Technology isn’t cheap. We all we know we need it, we want more and we wish we knew what we were really getting for the spend. Sadly, many agencies consider IT spending just another “necessary expense.” This is a critical error. To maximize both your profits and the value created by your technology, think of your technology as an investment. In fact, consider it in the same way you consider the acquisition of new producers or agencies.

Why view it as an investment? Start with the cost. At most agencies the total technology spend is significant. We’re talking dollars that should be contributing a return to the firm. More important than this simple cost approach is the potential impact of a well-executed technology platform. Well-executed technology helps make your agency more efficient and represents an investment in resources for client-facing service staff. It’s an investment driver in revenue per employee, and it’s an investment in staff retention.

Each of these effects enables the agency to create or retain revenue, and they should be considered in this light. When an agency takes steps to aim technology at their customers, the technology should be viewed as a direct investment in client acquisition and retention. And as we all know, revenue from a retained client is usually the most profitable.

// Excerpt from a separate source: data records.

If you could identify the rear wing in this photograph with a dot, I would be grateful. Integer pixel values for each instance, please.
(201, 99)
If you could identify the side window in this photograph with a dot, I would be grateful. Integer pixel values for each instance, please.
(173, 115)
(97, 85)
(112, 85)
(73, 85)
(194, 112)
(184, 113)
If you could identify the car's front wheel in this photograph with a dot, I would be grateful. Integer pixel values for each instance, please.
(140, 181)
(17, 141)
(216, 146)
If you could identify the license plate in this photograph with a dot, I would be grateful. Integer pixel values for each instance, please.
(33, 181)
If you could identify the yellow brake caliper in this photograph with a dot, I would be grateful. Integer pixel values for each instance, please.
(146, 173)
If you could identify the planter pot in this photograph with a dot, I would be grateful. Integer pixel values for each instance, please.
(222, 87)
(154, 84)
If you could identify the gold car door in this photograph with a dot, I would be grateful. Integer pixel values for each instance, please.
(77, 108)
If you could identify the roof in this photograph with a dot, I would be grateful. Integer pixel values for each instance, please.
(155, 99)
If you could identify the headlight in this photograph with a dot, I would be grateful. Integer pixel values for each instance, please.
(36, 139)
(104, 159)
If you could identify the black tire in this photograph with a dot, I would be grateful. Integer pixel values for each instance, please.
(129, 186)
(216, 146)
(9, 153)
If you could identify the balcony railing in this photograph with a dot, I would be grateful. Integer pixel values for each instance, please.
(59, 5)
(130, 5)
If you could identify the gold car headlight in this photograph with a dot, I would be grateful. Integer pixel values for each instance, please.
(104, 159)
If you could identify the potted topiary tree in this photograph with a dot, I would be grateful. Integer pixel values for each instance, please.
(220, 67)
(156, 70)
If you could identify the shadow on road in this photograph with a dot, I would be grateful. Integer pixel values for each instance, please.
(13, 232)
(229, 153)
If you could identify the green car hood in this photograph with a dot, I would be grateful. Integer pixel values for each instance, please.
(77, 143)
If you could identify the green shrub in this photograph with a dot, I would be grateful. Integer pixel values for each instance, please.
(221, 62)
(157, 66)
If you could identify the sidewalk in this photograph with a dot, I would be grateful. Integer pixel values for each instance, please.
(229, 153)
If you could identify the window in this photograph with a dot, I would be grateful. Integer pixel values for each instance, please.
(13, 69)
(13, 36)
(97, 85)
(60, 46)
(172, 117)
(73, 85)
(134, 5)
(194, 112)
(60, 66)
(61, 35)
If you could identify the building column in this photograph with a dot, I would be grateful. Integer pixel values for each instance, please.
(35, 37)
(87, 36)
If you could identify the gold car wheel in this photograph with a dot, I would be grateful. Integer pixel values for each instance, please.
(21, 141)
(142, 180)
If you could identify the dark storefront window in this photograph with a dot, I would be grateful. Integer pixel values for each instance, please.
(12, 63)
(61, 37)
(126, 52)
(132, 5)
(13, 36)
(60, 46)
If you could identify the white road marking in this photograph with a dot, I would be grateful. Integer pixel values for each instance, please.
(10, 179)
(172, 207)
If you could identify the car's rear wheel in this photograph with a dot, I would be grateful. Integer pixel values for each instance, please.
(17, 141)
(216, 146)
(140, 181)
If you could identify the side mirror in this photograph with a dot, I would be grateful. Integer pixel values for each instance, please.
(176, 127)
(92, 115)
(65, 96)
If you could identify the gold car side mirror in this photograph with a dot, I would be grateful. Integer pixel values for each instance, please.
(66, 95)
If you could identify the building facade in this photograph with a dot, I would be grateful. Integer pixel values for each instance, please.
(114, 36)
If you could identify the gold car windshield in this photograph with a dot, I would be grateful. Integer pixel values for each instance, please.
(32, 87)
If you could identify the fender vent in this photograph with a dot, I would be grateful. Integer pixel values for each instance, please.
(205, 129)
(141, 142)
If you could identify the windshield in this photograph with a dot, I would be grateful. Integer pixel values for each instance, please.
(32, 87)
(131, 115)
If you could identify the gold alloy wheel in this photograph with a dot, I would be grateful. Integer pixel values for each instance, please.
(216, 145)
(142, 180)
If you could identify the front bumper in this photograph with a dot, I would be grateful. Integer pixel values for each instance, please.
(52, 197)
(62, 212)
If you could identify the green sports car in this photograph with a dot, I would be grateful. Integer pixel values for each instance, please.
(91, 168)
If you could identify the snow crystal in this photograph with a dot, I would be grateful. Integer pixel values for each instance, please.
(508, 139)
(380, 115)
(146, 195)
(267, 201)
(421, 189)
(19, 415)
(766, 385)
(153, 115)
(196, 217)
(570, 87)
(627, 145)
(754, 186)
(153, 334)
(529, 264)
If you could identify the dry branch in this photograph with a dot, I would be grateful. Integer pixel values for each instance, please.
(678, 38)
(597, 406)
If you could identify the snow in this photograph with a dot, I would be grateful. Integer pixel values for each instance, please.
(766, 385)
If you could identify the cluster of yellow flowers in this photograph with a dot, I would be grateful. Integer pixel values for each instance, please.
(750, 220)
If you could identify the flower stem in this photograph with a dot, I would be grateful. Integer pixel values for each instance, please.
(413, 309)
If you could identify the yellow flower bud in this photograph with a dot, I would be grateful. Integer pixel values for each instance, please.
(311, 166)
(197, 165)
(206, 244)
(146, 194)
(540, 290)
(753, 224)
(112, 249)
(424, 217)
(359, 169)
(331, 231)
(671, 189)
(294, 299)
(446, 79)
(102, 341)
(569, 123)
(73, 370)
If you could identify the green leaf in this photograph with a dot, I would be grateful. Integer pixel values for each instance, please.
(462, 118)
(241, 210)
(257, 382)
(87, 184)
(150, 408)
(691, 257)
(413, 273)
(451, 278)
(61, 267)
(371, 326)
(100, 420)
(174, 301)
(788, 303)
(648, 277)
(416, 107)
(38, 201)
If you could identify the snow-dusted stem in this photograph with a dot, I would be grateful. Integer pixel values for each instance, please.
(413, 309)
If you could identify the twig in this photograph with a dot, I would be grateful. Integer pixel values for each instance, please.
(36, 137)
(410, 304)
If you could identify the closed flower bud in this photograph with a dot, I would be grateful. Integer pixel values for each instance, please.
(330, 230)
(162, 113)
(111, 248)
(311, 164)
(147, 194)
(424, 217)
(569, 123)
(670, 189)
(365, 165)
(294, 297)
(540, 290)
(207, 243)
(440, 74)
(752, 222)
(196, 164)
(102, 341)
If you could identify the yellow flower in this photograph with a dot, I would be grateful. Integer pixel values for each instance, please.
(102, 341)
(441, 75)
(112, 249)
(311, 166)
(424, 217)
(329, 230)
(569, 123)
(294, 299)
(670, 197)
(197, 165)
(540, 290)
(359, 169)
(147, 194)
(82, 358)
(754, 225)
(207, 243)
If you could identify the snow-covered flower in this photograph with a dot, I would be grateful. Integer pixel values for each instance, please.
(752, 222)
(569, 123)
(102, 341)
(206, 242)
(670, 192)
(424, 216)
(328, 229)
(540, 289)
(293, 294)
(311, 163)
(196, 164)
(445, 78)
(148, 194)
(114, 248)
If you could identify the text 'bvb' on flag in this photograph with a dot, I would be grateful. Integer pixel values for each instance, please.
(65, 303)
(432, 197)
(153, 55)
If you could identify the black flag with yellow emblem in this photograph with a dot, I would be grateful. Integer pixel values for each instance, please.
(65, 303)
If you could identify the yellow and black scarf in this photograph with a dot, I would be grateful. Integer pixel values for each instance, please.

Technology—even more so, the lack of it—affects nearly every aspect of agency operations. It is inseparable from the rest of the firm. Once your technology mindset is shifted from an expense view to an investment, the next step is to dig deeper to determine how your return shakes out.

A Valuable Tool

As an agency leader you are likely obsessed with metrics that help define the health and value of your agency. A valuable addition to your toolbox is the concept of technology spend as a percentage of revenue (let’s call it TPR). Take the annual cost of your technology and divide it by your revenue for the same year. Every firm is different. The magic number indicating you are doing well depends entirely on your business structure, geography and target markets. This simple calculation can lead to valuable insight about your technology’s effectiveness.

For example, if your firm is geographically centralized and somewhat straightforward when it comes to how your business is transacted, a TPR of 15% may be considered quite high. This could indicate an ineffective system platform in need of modernization coupled with financial commitments in need of evaluation. If this TPR is accompanied by a high number of staff complaints and low revenue per employee, you will find yourself with valuable information on which to act. Conversely, a TPR of 2% in the same scenario could indicate an insufficient amount of overall investment as the cause of your agency’s pain.

You can derive even more insight when you drill this metric down one step further. Of the overall TPR, what percentage is spent on agency systems, staff, communications and customer-facing technology? For example if you find that your firm is spending 5% of annual revenue on technology systems, with 80% spent on your agency system, 18% on IT employees and 2% on customer-facing systems, you likely have a balance problem. You will need to reassess your allocations and perhaps adjust your overall technology investment numbers.

Keep in mind that metrics alone don’t necessarily tell a full story. They simply create an indication of something actionable. The insights they provide should be considered with the other metrics used to manage your agency. Just as you wouldn’t want to fly in an airplane that doesn’t have an altimeter, you shouldn’t invest in technology when you have no way to measure its return on investment.

…you shouldn’t invest in technology when you have no way to measure its return on investment.

Where is your agency spending its technology dollars? And how much of that spending is driving revenue? When you can answer those two questions, you will have taken the first step into a brighter future.